The biggest bottleneck to realizing this vision, unbelievably, is lack of funding to do large-scale, high quality whole genome cancer sequencing + high-quality treatment, family, phenotypic etc. data to go along with it.

As nice as Foundation's data is, there are few/no phenotypes to go along with it, representing a bottleneck to extracting any useful information out of it. Keep in mind that genomics is only one half of genetics (the other half being the phenotype) and is meaningless without knowing more about the patient.

On the phenotype side, EMR/EHRs are practically useless as scientific tools (doesn't prevent academics from publishing how they extracted meaningful data from it.. which has little correlation with if something works or is reproducible; unfortunately) and I don't foresee this being fixed in the current healthcare ecosystem in the US. The UK & other European governments with good data + national healthcare systems represent a better chance.

If you don't believe me, I challenge you to point me to a single study containing a comparison of 1000 metastatic sites vs primary tumors in one cancer type, with WGS. Given that metastasis causes > 90% of deaths (ref: Weinberg cancer textbook), you'd think we'd have done this study by now.

A dx company has no hope of reimbursement for doing cancer whole genomes, and does not receive patient data in sufficient detail (how did they fare after treatment? what drugs were they given?) to undertake a study.

This is my peers thesis.
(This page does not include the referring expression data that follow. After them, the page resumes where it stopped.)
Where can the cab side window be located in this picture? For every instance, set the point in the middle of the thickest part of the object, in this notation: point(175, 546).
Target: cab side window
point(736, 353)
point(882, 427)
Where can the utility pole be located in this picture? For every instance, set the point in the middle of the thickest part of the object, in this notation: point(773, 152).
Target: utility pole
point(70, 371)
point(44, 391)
I may be doing this type or along this line.

I think the problem is big data, in a non statistican sense, where you cannot get large amount of observation from patient. Either because of legal loop holes and/or the cost of getting enough patients for experiment and trials. This is for trials.

Even with phase III clinical trial it's less than 200 obs. This is not big data in the non statistician world. In our world big data mean tons of predictors. Medical data is usually high dimensional, less obs but tons of predictors, more columns than rows.
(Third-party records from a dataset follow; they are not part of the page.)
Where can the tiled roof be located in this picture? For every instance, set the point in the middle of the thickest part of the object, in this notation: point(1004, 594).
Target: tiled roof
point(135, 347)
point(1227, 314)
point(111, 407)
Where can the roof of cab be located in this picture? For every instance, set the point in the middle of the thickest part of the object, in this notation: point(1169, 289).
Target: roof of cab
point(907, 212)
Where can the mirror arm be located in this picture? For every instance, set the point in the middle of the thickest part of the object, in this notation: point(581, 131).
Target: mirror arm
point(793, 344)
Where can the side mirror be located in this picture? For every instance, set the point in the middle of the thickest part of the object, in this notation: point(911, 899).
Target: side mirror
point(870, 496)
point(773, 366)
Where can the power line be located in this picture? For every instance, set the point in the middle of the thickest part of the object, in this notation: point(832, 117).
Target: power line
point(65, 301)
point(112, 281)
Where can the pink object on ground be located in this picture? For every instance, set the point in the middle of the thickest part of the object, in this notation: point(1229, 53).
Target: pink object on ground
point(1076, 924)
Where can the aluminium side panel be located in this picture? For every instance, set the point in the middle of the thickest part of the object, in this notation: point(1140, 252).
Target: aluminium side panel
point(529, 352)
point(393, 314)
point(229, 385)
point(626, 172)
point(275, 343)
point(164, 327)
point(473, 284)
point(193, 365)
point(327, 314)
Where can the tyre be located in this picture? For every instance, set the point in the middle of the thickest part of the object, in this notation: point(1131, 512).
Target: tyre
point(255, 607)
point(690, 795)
Also hospitals are wary of giving out data, either because of legal issues or because they know it's valuable so they don't want to share it. These two issue is compound it on the fact that the infrastructure is not there to share the data in one spot, it's fragmented across many other databases with different schema and what not.

But my peers and I have thesis involving cancer using genetic data. It's very promising, one of the recent thesis is about base on genetic data if the patient should take the surgery route or the chemo route and the model had a 80% accuracy rate and nice sensitivity rate (forgot what it was). The prediction is survival rate.
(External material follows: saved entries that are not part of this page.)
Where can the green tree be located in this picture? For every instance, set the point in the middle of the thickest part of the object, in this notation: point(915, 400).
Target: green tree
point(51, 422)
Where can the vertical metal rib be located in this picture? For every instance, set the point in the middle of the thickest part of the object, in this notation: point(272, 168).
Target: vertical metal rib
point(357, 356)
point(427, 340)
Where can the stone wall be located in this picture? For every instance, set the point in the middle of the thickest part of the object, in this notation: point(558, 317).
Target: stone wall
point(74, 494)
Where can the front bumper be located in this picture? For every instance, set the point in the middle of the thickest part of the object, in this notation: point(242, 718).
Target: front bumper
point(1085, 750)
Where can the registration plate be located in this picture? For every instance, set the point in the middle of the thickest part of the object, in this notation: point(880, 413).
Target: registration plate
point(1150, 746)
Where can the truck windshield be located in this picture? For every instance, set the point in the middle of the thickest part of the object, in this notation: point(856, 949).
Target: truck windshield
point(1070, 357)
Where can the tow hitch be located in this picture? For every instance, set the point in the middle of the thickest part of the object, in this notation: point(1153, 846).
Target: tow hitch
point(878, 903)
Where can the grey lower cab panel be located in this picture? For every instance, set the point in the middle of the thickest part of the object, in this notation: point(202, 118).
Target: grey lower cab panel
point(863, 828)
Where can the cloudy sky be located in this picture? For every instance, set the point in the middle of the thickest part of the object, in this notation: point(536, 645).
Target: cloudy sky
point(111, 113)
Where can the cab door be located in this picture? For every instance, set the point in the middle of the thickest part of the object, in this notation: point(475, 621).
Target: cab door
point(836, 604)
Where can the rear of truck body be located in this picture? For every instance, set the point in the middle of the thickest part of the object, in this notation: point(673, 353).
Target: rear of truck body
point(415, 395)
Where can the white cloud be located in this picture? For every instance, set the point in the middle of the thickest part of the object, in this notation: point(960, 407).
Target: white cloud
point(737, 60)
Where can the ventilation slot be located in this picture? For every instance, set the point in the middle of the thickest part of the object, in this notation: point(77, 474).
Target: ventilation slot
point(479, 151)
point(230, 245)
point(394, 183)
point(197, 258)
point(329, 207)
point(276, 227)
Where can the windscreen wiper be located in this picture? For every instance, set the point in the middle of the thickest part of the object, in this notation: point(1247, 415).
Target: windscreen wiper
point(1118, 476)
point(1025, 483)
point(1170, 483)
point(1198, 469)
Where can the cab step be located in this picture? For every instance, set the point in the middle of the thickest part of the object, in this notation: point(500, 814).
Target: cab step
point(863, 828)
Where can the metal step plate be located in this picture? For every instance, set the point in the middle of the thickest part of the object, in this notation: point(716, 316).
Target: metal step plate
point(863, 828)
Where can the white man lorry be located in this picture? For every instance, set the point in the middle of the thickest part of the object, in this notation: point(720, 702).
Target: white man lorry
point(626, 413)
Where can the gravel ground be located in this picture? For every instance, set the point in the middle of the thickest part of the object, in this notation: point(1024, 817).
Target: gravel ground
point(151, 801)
I also saw other comment about using genetic data against them. I think this is FUD because we have a law in place, GINA.

Sequencing DNA in archival specimens like Foundation has significant limitations. The ability to predict drug responses from this data alone seems quite limited. For example, the most common alteration, loss of function variants in TP53, is not at present druggable.

Additionally, one of the greatest revolutions in cancer therapy - immunotherapy - does not have a great genomic-based predictive biomarker (Foundation Medicine has created a surrogate test using mutation burden, but this is not really good enough, and not validated prospectively).

So DNA sequencing is only part of the story. Some tumours in particular seem driven by epigenetic changes, or structural variants that Foundation cannot detect.

Sequencing is in a place where it has reached technical maturity, and has collided with big data hype. But in reality, the benefit to patients will be incremental. There is at present zero good quality evidence that panel based genomic screening like Foundation Medicine provides improves patient outcomes as a general strategy.